'Let's go, Mountaineers!' WVU war cry exemplifies spirit of West Virginians
It shouldn't be a surprise that some Keystone staters fought with the Mountaineers during the Civil War. Western Pennsylvania and West Virginia have always had a lot in common.
The Appalachian Mountains that run through both states attracted hardy, self-sufficient settlers who learned how to survive in harsh conditions. Once they crossed those mountains and planted family roots, they were isolated from the more “genteel” settlers along the East coast.
This lack of communication led to major differences of opinion — especially in government issues.
So fierce were those differences in Western Pennsylvania that there was a grassroots effort in the 1700s to split from the east to form a separate state called Westsylvania. However, the movement never gained enough momentum to succeed.
WV: Civil War Born
Not so in West Virginia, which was born in the chaos of the War Between the States.

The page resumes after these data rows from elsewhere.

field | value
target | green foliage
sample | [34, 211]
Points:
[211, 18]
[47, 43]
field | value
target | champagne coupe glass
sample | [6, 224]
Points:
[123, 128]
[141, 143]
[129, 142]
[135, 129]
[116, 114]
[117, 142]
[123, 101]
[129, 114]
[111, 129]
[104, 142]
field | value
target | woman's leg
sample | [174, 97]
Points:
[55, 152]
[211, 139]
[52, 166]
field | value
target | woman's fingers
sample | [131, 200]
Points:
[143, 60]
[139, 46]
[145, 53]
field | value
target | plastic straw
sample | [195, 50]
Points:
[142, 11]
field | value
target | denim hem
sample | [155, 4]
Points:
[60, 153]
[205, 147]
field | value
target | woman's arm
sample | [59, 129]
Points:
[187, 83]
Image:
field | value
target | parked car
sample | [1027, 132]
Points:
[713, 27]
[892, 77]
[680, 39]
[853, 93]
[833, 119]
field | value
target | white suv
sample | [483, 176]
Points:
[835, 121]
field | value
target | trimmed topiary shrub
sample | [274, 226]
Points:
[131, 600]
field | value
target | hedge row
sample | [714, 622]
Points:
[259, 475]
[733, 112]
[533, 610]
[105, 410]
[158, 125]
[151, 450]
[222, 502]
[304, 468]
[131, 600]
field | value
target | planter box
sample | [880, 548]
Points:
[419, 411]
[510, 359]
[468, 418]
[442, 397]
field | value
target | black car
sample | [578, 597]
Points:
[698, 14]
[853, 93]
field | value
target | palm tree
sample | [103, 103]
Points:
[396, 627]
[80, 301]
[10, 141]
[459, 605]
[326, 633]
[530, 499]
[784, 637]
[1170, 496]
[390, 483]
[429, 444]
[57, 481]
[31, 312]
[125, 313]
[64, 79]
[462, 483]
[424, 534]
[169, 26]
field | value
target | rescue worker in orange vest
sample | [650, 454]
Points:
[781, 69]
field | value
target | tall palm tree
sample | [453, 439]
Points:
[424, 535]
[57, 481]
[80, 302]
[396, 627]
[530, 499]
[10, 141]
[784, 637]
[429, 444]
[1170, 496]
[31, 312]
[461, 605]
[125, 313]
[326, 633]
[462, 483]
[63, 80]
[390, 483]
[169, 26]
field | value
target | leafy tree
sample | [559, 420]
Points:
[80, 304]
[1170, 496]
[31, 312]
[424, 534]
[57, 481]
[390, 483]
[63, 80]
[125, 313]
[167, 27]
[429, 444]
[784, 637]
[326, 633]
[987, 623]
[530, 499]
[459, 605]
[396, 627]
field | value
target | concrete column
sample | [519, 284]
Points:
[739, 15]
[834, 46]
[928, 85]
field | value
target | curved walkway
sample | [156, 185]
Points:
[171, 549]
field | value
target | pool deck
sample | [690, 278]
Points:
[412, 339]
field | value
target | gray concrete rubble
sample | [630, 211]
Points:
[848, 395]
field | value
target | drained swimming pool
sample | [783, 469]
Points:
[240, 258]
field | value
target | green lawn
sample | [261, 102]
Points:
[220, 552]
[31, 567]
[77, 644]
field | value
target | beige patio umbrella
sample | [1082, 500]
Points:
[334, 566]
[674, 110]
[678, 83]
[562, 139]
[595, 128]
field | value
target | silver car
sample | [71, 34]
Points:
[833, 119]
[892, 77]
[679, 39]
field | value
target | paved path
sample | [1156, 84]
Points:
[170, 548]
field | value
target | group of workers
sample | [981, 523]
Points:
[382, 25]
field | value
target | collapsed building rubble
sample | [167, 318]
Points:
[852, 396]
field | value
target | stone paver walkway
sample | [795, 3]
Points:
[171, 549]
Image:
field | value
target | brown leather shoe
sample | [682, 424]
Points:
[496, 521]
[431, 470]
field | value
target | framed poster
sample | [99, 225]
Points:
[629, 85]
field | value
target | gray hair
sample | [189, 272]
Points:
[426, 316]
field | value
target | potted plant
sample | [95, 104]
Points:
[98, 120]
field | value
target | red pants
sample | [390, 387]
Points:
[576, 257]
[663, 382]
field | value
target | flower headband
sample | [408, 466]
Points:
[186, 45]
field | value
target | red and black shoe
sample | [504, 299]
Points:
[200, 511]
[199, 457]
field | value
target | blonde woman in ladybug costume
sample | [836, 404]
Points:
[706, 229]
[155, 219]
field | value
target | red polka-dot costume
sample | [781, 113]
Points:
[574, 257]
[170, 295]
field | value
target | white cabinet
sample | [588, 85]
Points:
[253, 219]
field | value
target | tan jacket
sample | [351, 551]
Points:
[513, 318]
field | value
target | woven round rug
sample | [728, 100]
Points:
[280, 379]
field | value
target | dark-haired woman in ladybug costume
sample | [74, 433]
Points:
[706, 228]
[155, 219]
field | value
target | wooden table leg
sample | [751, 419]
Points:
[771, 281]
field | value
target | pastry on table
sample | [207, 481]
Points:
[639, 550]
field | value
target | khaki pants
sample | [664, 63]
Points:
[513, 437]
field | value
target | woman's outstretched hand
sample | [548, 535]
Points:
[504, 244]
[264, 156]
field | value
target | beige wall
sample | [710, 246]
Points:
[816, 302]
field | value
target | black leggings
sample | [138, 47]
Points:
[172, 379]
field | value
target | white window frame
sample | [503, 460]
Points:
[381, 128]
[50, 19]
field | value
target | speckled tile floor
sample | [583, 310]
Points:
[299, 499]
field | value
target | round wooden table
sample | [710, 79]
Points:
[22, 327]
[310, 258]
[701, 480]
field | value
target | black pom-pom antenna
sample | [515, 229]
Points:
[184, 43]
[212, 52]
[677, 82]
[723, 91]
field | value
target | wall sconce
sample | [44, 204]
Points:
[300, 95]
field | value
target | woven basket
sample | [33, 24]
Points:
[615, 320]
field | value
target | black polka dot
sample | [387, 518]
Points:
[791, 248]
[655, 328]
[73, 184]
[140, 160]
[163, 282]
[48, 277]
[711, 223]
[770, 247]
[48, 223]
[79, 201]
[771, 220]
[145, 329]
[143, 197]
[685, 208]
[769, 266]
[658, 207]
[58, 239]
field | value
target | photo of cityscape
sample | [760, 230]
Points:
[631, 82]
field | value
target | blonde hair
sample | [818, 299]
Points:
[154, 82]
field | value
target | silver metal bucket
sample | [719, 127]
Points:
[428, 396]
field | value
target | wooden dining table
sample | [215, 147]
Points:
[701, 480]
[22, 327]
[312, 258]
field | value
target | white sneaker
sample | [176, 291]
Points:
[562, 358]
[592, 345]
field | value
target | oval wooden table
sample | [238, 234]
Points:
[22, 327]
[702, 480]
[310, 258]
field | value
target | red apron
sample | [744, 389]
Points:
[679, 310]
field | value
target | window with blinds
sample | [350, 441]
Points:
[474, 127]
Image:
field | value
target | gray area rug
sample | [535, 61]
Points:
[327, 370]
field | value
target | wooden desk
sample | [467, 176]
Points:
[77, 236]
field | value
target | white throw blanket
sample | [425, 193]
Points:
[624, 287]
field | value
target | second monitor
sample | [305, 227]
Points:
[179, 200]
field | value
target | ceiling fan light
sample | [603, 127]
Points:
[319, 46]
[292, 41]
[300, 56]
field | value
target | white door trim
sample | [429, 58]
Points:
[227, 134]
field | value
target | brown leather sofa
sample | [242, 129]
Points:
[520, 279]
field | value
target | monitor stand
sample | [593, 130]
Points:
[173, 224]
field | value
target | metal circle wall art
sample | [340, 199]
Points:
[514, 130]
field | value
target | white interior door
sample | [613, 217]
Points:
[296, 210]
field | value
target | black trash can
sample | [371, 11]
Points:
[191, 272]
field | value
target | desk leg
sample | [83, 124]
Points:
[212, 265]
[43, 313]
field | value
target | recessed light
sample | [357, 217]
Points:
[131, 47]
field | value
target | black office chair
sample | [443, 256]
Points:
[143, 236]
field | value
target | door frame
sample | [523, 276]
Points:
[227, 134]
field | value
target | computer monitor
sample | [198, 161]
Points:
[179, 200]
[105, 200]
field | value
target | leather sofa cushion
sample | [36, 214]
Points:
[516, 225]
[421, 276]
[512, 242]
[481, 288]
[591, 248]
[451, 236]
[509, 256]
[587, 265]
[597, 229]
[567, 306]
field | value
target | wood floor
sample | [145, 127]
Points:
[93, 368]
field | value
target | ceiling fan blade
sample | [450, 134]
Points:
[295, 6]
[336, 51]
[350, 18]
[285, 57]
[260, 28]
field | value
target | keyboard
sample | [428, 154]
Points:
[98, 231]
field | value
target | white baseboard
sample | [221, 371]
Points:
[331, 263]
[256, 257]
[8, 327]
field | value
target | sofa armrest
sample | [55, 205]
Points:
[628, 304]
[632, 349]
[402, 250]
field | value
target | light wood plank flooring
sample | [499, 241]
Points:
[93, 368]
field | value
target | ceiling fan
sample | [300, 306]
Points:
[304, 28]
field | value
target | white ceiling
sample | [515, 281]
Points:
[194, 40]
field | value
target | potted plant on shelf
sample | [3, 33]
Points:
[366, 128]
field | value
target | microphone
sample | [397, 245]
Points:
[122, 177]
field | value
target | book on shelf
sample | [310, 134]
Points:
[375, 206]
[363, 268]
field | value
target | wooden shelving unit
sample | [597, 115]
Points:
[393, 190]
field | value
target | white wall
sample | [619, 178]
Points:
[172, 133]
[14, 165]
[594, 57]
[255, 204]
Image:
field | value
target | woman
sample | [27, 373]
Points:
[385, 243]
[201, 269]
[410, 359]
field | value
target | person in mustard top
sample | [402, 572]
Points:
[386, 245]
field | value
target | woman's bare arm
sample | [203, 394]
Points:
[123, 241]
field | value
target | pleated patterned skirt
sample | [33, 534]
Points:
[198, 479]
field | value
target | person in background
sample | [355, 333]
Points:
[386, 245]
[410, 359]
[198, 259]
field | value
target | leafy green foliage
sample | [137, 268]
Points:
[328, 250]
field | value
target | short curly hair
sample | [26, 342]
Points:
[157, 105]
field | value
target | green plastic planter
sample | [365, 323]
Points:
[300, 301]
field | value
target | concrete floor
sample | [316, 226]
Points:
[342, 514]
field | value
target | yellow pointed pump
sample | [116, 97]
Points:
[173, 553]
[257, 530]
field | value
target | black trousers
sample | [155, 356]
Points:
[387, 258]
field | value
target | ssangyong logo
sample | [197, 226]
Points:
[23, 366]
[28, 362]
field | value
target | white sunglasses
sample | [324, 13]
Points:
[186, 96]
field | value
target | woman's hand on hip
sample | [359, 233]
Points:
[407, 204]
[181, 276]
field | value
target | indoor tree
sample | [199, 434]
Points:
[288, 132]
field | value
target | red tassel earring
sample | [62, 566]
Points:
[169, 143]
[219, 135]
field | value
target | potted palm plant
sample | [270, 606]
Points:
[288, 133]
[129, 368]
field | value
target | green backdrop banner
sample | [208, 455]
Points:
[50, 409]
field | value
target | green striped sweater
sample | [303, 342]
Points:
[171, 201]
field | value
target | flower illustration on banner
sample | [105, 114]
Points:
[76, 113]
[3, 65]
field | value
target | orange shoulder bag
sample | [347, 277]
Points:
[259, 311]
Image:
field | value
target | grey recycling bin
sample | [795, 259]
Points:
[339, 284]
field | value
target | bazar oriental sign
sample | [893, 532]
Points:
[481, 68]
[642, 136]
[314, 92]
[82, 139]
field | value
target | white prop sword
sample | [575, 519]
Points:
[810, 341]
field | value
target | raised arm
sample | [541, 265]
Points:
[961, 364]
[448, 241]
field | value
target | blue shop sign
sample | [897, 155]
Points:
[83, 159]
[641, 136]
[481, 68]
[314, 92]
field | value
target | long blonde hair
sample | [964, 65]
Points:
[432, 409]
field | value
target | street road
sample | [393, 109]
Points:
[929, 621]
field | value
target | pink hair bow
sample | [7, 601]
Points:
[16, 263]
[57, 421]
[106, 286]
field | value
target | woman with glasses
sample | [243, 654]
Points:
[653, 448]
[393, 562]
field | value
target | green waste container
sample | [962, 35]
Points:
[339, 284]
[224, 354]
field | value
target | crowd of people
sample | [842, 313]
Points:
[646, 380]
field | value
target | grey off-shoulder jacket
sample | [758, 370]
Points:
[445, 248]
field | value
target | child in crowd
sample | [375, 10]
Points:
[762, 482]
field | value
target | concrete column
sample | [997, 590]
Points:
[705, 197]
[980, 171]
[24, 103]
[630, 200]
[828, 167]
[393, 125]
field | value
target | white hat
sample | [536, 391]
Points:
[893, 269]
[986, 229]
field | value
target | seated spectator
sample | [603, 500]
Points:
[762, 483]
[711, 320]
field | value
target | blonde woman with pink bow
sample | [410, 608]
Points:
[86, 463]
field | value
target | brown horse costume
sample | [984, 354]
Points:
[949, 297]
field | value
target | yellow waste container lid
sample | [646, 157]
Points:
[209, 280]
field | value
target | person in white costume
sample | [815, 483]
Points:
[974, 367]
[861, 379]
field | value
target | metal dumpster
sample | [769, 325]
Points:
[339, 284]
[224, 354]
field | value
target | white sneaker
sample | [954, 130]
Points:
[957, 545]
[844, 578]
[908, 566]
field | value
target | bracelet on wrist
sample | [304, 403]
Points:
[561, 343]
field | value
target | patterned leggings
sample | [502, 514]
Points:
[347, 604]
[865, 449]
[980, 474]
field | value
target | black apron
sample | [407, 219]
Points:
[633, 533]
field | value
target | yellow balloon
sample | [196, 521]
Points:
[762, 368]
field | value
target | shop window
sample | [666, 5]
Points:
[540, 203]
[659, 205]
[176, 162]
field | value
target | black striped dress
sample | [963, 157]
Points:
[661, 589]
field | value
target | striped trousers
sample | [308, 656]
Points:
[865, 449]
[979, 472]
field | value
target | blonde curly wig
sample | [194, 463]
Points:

Virginia had suffered East / West tensions since 1776, when its constitution granted voting rights solely to major landowners. This irritated the rugged western Virginians. They were mostly small farmers and many rented, not owned, the acres that they planted.
Bad blood began. Its temperature simmered slowly, growing hotter with the year. It finally came to a boil after the 1860 election of President Abraham Lincoln.
The southern states used slave labor on large plantations and some farms. They staunchly believed that Lincoln would put an end to the practice, destroying the southern way of life.
Slavery had been controversial between the North and South even before the American Revolution.
South Carolina was the first to secede from the U.S., not long after Lincoln's election. In April 1861, South Carolina opened fire on Fort Sumter, located along the state's Atlantic coast. One by one, southern states pulled out of the U.S., forming the Confederate States of America.
That included Virginia when voters agreed to do so at the ballot box in May 1861.
Western Virginians had mixed feelings about slavery. Sources indicate that it did have some support, but most Westerners worked their own farms; slaves were few there. Sources note that some Western Virginians viewed slavery as immoral; others felt that slaves were doing free work that white people should be paid to do.
Led by John Carlile of Clarksburg, a contingency against secession swelled swiftly. In October 1861, 39 western counties voted to form a pro-Union state of their own.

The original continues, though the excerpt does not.